The shares are transferred to the ESOP Trust. The sale price of the company, less the loan, is the equity realized by the ESOP as soon as the sale is completed. The employees earn shares through their labor, but contribute no money, no personal notes, no responsibility for the actions of the company.

The employees are allocated more shares each year, based on their individual salaries. Additionally, the equity in the shares goes up as the loans are paid down.

Here is an example, using small numbers to make it all easier to understand.

Let’s say a company sells all the corporate shares to an ESOP for $1 Million dollars, represented by a bank loan.

Each year the note is repaid by a payment from the company of $100,000 in principle plus interest. In year one, the year of the sale, a share is valued at $10 net of all loans against it. After one year, the payment of the loan adds equity, and the share is worth $11. This addition of equity happens every year. After 5 years, just from payment of the loan, the stock may be worth more because the loan has been reduced by half. Each year each employee gets more shares, so the value grows and the number of shares grow. Upon retirement the company buys the share back from the employee and the cash is available for retirement living expenses. If the value of the company also increases, the value of each share also goes up.

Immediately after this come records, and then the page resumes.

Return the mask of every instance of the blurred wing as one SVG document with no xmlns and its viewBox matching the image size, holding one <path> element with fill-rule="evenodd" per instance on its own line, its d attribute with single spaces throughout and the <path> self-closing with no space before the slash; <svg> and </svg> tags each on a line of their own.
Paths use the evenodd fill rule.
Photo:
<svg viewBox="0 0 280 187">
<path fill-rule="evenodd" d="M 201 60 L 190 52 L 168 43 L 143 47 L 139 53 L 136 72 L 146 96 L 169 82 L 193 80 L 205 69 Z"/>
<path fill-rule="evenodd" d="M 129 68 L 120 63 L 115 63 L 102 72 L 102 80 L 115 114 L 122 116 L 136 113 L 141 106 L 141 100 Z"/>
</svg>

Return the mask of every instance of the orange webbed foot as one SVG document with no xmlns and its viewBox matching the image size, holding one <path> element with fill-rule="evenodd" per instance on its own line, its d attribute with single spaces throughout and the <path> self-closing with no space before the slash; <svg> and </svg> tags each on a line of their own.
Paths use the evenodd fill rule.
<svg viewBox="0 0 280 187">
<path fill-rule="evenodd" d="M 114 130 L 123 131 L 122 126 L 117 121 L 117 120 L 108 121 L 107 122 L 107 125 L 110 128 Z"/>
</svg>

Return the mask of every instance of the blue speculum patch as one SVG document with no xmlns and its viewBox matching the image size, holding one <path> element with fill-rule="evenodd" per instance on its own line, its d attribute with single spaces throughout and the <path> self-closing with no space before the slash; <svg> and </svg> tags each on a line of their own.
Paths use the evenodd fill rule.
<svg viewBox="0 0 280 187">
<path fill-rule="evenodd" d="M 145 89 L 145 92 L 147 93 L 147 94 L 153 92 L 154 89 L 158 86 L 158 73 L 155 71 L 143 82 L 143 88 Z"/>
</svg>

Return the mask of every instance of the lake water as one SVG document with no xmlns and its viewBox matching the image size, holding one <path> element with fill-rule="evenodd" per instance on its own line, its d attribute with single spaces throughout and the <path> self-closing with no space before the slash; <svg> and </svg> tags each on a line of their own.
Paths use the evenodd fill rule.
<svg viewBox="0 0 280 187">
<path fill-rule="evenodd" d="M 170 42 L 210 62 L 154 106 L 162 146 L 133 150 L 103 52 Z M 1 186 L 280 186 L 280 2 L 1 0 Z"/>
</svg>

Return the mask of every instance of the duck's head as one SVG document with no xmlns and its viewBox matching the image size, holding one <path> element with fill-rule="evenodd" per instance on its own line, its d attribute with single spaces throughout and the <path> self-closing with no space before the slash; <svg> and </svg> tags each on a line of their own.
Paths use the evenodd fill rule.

So, an employee gains retirement savings from the following events:

  • Initial sale to the ESOP and first allocation of shares

  • Pardon of loans and creation of equity

  • Additional shares for each year of service

  • Potential increase of the value of share because of growth of the company

Add this all up and you have the total amount of retirement resources your employer has provided to you without requiring you to contribute a penny!